Of course, everyone’s supposed to say “whatever happens I’ll love him” and of course that’s true for me too. But it doesn’t stop me really really hoping that there’s nothing at all wrong with him.
We had a couple of hiccups, early on, with a worries about ectopic pregnancy, or no pregnancy at all. It all turned out okay, but I can’t really remember dread like that before, and I don’t want to experience it again. Worried because I could see Jane so worried, and I knew how devastating it would have been for her, and worried because I began to realise how much I wanted a child now.
The rest of the pregnancy has gone pretty much without a hitch, so now there’s just the other things to worry about, that he’ll have everything in the right order and not be… different. And feeling guilty about thinking like that. But I do.
Point 3: Worry about the future
Up until now, my life story has been scribbled, figuratively speaking, on scraps of paper. I never bothered to write what was going to happen next, when a new thing came into my life, I just found another scrap of paper to write it on. There was no next year, next decade, sometimes there was barely a tomorrow. The only post-dated scrap of paper had written on it “drop down dead”.

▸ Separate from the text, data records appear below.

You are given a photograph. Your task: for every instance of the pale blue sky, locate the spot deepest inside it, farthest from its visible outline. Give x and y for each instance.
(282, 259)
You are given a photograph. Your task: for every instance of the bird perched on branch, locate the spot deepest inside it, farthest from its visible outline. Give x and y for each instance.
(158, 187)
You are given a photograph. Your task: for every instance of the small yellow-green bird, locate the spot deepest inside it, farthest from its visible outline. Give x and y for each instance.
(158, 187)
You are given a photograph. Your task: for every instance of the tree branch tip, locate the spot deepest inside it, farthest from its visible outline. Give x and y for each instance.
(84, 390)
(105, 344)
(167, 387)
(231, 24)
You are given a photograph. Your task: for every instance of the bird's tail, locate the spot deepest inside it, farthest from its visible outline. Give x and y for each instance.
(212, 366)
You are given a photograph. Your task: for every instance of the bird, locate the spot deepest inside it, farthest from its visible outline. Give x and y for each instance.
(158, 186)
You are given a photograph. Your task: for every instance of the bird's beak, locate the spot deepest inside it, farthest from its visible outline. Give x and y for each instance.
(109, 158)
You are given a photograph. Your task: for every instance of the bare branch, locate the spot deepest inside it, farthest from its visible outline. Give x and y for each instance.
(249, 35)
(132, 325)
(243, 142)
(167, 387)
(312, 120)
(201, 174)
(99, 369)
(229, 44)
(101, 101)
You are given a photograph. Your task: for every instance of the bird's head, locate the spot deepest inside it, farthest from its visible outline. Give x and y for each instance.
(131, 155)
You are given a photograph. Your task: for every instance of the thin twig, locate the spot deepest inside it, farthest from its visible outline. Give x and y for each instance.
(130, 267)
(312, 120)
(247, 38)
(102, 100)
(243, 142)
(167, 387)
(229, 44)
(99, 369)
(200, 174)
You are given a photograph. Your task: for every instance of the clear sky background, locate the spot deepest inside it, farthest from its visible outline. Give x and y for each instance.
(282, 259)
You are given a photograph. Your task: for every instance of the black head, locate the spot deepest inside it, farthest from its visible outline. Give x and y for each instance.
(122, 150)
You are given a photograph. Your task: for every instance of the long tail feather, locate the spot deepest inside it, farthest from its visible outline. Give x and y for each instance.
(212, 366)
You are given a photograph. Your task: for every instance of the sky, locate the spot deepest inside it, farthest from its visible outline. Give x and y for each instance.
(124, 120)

And then I got married and suddenly having Some Kind of Plan seems like a good idea. Maybe at least planning what you’re going to eat for the rest of the week. Nothing major.
Then a baby comes into the picture. And you get handed a great ream of blank note paper. With chapter headings dated up until 2050 and beyond. Things that are going to happen to this young person, and I want to be around to see them.
Before, the future was unknown, but I didn’t care because it only affected me. Now, the future is unknown and I care a lot because it affects someone else.
I’m still working on that one. I think it needs to be approached from two angles, both mitigating for what could happen, and also realising that there’s nothing that going to stop it happening, so it’s best not to worry about it too much.
I’ll let you know how I get on with that.
In summary
So, you may have got the gist that being a prospective father is worrying about a lot of things, all those above and more.
Worrying, but then dealing with each worry one by one; and doing it in a way that you look like you know what you’re doing.
So that maybe, somewhere down the line, some small person might think you’re Superman too.